Detection model of invisible weld defects by magneto-optical imaging at rotating magnetic field directions

Abstract

Magneto-optical (MO) imaging non-destructive testing (NDT) system excited by rotating magnetic field is proposed for feature extraction and detection classification of invisible arbitrary-angle weld defects. The magnetic field direction of the rotating magnetic field changes periodically with time, and the magnitude and direction of the leakage magnetic field on the weldment also changes periodically. A finite element analysis (FEA) model of weldment is established to study the distribution of rotating alternating current field at different transient time. The correctness of the rotating alternating current field theory is verified by FEA. Based on the Faraday rotation effect, the relationship between the imaging characteristics of weld defect MO image and the leakage magnetic field intensity is analyzed.

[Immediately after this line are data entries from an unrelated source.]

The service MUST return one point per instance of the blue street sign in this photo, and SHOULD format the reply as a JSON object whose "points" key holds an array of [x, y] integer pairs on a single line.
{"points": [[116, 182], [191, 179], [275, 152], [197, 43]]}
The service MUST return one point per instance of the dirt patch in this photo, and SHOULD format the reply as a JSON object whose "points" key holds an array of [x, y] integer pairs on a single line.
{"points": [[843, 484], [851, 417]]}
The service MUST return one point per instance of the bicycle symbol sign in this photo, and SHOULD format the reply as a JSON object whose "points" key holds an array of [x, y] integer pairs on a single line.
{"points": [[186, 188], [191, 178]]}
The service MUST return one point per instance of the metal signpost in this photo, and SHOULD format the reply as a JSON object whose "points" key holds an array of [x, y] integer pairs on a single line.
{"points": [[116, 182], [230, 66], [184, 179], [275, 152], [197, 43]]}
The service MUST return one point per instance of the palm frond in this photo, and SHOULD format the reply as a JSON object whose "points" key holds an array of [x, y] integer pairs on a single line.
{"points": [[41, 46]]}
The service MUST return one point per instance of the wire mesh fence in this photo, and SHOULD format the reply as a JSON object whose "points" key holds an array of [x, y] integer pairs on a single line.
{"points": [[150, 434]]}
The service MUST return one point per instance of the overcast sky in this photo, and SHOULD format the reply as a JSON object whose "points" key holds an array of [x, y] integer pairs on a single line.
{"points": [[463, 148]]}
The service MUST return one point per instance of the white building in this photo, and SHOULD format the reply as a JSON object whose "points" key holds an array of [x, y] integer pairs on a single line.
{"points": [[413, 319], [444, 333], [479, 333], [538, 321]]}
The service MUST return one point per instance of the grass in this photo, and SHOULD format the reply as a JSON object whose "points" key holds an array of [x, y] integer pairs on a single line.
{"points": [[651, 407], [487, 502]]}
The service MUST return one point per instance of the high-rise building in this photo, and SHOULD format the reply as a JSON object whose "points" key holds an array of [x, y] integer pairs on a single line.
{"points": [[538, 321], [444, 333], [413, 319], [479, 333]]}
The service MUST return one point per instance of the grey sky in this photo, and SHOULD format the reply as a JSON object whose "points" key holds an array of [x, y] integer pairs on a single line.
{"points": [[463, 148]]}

The gray value of MO image can match the corresponding leakage magnetic field intensity. MO imaging NDT experiments are performed on invisible weld defects, including surface crack, subsurface crack, and non-penetration. The gray-level co-occurrence matrix (GLCM) method is used to extract texture features of the MO image of weld defects, and the texture features of the images can reflect the leakage magnetic field characteristics of the defects. These texture features of MO images are used as input data for the defect classification model established using support vector machine (SVM). This model is evaluated by weld defect detection experiments and shows that it can effectively and accurately classify invisible arbitrary-angle weld defects.